Este artigo é parte da série “Como é tentar se matar e falhar”. Comece por ali, caso ainda não tenha lido.

Terça-feira, Dia D + 11

Logo que cheguei aqui fiz amizade com um cabra. Fui com a cara dele instantaneamente. Gente boa, grandalhão, mas com cara de criança. Cara de feliz. Achei que nos daríamos bem. Puxei papo, ele respondeu. Trocamos doenças (é que mais se faz por aqui) e amigos ficamos. Pelo menos foi o que eu pensei.

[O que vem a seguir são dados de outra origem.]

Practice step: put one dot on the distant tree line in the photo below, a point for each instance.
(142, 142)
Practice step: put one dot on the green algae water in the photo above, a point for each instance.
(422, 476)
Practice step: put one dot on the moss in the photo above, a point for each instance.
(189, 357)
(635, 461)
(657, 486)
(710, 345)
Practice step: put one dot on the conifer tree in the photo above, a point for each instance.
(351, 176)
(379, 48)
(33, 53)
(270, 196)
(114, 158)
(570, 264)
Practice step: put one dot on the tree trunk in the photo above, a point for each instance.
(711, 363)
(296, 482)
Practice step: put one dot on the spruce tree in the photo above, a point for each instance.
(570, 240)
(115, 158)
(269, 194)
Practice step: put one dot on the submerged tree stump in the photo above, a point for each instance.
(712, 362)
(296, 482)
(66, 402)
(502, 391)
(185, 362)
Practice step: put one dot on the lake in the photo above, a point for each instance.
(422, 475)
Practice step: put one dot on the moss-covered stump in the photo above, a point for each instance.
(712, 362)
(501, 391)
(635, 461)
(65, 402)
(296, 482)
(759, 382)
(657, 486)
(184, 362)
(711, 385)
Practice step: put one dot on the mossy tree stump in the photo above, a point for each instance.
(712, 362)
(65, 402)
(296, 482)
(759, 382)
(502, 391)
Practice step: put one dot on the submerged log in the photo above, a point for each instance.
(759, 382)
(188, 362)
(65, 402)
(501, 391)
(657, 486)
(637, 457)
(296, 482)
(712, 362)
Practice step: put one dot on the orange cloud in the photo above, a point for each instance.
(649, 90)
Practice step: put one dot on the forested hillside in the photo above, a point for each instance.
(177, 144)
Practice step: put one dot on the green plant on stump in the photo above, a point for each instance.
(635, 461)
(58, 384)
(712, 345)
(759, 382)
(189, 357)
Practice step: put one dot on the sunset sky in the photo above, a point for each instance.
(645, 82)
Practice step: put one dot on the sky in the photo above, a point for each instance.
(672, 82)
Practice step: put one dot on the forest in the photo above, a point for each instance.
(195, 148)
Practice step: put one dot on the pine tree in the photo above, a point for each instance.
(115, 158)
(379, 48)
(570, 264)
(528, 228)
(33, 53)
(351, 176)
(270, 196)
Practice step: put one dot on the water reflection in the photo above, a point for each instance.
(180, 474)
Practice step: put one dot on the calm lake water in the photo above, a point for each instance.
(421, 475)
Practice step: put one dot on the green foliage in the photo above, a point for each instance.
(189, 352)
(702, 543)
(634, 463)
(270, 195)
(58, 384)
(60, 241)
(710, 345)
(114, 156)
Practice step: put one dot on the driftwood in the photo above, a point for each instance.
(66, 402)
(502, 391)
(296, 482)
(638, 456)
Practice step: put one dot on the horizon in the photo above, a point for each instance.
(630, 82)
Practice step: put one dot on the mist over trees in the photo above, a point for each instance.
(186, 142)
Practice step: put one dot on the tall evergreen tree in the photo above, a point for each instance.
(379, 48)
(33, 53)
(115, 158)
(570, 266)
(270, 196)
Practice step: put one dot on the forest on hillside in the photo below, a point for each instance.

Corta pra hoje e esse sujeito não olha mais na minha cara. Chamei pra uma partida de bilhar. A olhada que me deu fez cair quatro dedos da minha mão direita e murchar meu pinto. Ele anda com um caderno. Eu também. Mas o dele é grande e cabe mais coisas. Tenho certeza de que meu nome foi pra lá. E pra boa coisa não é.

Sem dedos e sem pinto resolvi fazer mais uma tentativa. Na hora do almoço. Vi que ele estava sozinho na mesa e aproveitei. “Posso me assentar com você?”, perguntei cheio de coragem. “Todos os lugares estão ocupados”, ele respondeu, sem olhar na minha cara. Eu olhei para quatro cadeiras vazias, cumprimentei Gasparzinho, seus amigos e tomei meu rumo.

Próxima parada, uma palestra da terapeuta que eu costumava gostar. Era, mais uma vez, sobre aceitação do corpo. Aparentemente rolou um video com a Beyoncé. Felizmente perdi este pedaço. Infelizmente não perdi a parte em que a terapeuta mandou um “é importante nós SE conhecermos”. Doeu de novo. Na mesma alma que eu não tenho.

Apesar do “ Ghost Busters” e do tapa na cara dos Imortais da Academia, eu passei um dia feliz. Até me peguei cantando “Love of my life”, enquanto Freddy Mercury se revirava na cova. Claramente venho me sentindo melhor à medida em que os dias passam. Mas é este o problema que eu temia. Assimilação. Não quero me sentir bem aqui. Quero me sentir péssimo e dar o fora pra casa.

Pra piorar, o fim de tarde fez a gentileza de ser daqueles de cair o queixo. Com tons de laranja, púrpura, azul. Tão lindo que foi. Tão triste que foi, com todos os sons da noite. Uma sinfonia de dor pra quem tem fraqueza por sentir.

Amanhã tem mais. Eu criei uma lista de músicas que tenho ouvido enquanto estou internado. Para ouvir, assine minha playlist do Spotify “After Death”. Ela é colaborativa. Significa que, além de assinar, você pode contribuir com músicas que goste.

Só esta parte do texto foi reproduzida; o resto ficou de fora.